Information Regarding HR 8594
December 29, 2022
The bill HR 8594, entitled the “Restore Protections for Dialysis Patients Act.” raises concerns because its impact on how claims are handled/covered for dialysis services. Although the issue will likely return next Congress, it appears to be less likely the bill will move as currently drafted.
BACKGROUND: In June 2022, the Supreme Court released a ruling in Marietta Memorial Hosp. v. DaVita, Inc. This ruling involves a dispute between a large dialysis provider and an employer/plan administrator and their TPA.
To summarize, the provider challenged the plan’s classification of all dialysis providers as out-of-network and categorized its reimbursement of claims as a “low reimbursement rate” that allegedly violated the Medicare Secondary Payer (MSP) rules. The Supreme Court ruled in favor of the plan. The basis for their ruling was that the employer sponsoring the group health plan offered the same limited coverage for outpatient dialysis services to all plan participants.

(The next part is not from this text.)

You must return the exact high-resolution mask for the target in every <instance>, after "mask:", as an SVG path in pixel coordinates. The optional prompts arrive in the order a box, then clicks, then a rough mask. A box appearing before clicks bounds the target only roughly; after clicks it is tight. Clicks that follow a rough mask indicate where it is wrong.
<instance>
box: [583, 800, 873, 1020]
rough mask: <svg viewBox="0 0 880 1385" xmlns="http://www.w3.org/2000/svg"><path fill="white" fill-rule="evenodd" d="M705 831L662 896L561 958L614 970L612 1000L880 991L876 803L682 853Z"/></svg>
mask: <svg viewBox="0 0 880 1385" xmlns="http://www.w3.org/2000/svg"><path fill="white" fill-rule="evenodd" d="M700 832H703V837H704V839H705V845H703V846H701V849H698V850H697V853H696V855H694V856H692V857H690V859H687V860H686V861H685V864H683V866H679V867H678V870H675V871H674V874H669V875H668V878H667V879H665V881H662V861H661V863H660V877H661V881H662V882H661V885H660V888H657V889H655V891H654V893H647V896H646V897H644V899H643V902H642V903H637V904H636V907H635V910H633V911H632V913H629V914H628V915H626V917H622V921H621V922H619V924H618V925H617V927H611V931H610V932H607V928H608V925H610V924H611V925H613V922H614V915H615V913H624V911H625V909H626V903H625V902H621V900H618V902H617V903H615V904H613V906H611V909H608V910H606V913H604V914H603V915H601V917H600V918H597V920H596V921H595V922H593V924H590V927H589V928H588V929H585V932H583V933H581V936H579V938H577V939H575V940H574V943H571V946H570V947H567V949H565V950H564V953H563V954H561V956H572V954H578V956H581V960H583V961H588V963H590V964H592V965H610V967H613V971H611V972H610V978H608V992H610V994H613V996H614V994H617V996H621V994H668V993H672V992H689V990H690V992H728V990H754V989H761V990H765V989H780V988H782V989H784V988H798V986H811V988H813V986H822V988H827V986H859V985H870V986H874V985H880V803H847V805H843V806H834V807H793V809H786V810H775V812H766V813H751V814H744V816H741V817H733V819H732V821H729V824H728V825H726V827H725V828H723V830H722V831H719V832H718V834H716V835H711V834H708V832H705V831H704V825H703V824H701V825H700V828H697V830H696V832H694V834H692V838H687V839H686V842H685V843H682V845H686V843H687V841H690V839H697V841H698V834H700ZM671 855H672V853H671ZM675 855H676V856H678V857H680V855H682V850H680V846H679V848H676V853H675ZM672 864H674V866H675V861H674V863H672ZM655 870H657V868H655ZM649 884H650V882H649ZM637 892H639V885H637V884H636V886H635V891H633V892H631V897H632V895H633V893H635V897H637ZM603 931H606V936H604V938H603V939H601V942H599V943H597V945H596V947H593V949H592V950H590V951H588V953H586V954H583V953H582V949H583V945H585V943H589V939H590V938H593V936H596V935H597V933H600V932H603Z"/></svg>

The basis for the provider’s allegations were that the out of network classification and low reimbursement rates violate MSP rules, which prohibit differentiation in benefits between individuals with end stage renal disease (ESRD) and other members covered by the plan. It alleges that it cannot limit such coverage due to the existence of ESRD, the need for renal dialysis, or in any other manner. MSP rules also prohibit a plan from taking into account that an individual is entitled to or eligible for Medicare due to ESRD.
In their 7-2 decision, the Supreme Court rejected the disparate impact argument. The Court held that the MSP statute does not authorize disparate impact liability, and the plan’s coverage terms for outpatient dialysis do not violate MSP rules because those terms apply uniformly to all covered individuals.
On July 29, Rep. Yvette Clarke introduced HR 8594, entitled the Restore Protections for Dialysis Patients Act. If enacted, the bill would amend the MSP statute to prohibit the type of plan design that was at issue in the Marietta case. Specifically, it would add a provision in the MSP section that deals with ESRD.
This provision would state that:
“Notwithstanding any other provision of law, a group health plan shall be treated as differentiating in the benefits it provides in violation of clause (ii) if the plan limits, restricts, or conditions the benefits the plan provides for renal dialysis services as compared to the benefits the plan provides for other medical services that are necessary to treat other chronic medical conditions and that are covered under the plan.”
The bill would also add to the existing prohibition against taking into account that an individual is entitled to or eligible for Medicare due to ESRD. It would add a clause further prohibiting taking into account that “such an individual requires the use of an item or service.”